L’ATTIRAIL- La Part du hasard
(Les Chantiers sonores/CSB Productions/L’Autre distribution)
Très raffiné, ce onzième album de l’ATTIRAIL ! La Part du hasard ne se démarque pas du style inimitable qui caractérise la musique instrumentale de ce groupe, régulièrement ponctuée de brefs extraits sonores insolites. Le septet a d’ailleurs enregistré plusieurs bandes originales de films et téléfilms (Mon meilleur ami, Peau neuve…). C’est dire sa puissance évocatrice due à la savante alchimie des instruments – multiples – utilisés.
Xavier DEMERLIAC a écrit ici toutes les compositions ; il joue les parties de guitare, de banjo, de mandole, de trombone, d’euphonium, de basse et de claviers. Frédéric JOUHANNET joue celles des différents violons et Eric LABOULLE établit les temps et les contre-temps grâce à ses percussions et à sa batterie. Alexandre MICHEL est le sonneur du groupe : il fait résonner la clarinette, les flûtes, le monocorde et le doudouk (hautbois arménien). Sébastien PALIS tient l’accordéon, Chadi CHOUMAN les guitares (acoustique et électrique), et Nicolas LELIÈVRE peut croiser les rythmes de sa batterie avec ceux de son collègue cité. De tous ces instruments naît une partition (écrite ou pas) très riche, variée, où la douceur, la lenteur et la rêverie alternent avec des mélodies entraînantes mais sans aucune lourdeur, c’est-à-dire sur de courtes séquences.

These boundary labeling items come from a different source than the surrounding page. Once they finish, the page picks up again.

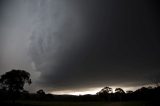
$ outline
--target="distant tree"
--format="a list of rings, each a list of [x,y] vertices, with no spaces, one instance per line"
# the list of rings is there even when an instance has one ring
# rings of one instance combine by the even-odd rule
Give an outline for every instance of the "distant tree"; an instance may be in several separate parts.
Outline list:
[[[133,91],[128,90],[128,91],[126,91],[126,93],[127,93],[127,94],[131,94],[131,93],[133,93]]]
[[[24,70],[11,70],[1,75],[0,86],[8,91],[13,102],[20,92],[23,92],[25,83],[31,84],[30,73]]]
[[[122,88],[116,88],[115,89],[115,94],[118,96],[119,100],[121,101],[125,92]]]
[[[104,87],[97,94],[108,94],[108,93],[112,93],[112,92],[113,92],[112,88]]]
[[[40,89],[37,91],[37,94],[38,95],[45,95],[45,92],[43,91],[43,89]]]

Plongés dans l’écoute de ce travail, nous songeons à sa place dans les musiques du monde, qui, dans les années 1970, se sont ajoutées aux musiques folkloriques, importées en Occident après la deuxième guerre mondiale (musique tzigane ou flûte de pan amérindienne, par exemple). Ces musiques du monde, issues de la rencontre entre des types existants, ont donné naissance à une véritable musique populaire (l’on pense ainsi à l’applaudimètre mondial du groupe BRATSCH ou celui d’Emir KUSTURICA. Or, qu’est-ce d’autre, cette Part du hasard, sinon une musique populaire dont on peut identifier le compositeur ? Et chacun sait que la musique populaire est ouverte : elle accompagne ses auditeurs au quotidien, parfois même elle les aide à survivre quand ils se trouvent en grand désarroi matériel ou moral, car elle porte en elle une part de liberté incontrôlable.
Ainsi le concept de cet album se caractérise-t-il par le voyage et le jeu. L’atmosphère créée par cette musique, en apparence simple, et en réalité complexe, est tout à fait propice à la dissociation en douceur de l’auditeur ou du spectateur d’avec son socle, et son départ vers des contrées familières mais inconnues. Et rien n’interdit de réaliser son propre court-métrage tout au long des cinquante-six minutes de l’album : délaissons ce monde saturé d’images, d’écrans, asseyons-nous confortablement, et fermons les yeux. Peu à peu, nous sentons que nos vaisseaux s’irriguent de cette musique aux propriétés thérapeutiques ; la poésie nous gagne et la sérénité (qui n’est pas celle du Sâr Rabindranath Duval de Pierre DAC et Francis BLANCHE) nous envahit peu à peu comme une source vivifiante.
Pour parvenir à créer ce type d’émotion, il faut être un compositeur chevronné et être en parfaite cohésion avec les autres musiciens de son groupe, très expérimentés, à l’ouïe très développée (le groupe a été créé en 1994).
Si nous tenions absolument à caractériser la musique de L’ATTIRAIL par rapport à d’autres, nous pourrions la qualifier de « folk progressif », tant elle est structurellement proche de certaines compositions progressives, élaborées, notamment dans les années 1970.
En tout cas, le succès de ce groupe ne ment pas, et c’est avec un plaisir toujours renouvelé que nous laissons venir à nous sa nouvelle galette : les saveurs y sont toujours au rendez-vous, car ses membres n’ont de cesse d’élaborer d’innombrables recettes, variations propres et propices à l’imaginaire musical.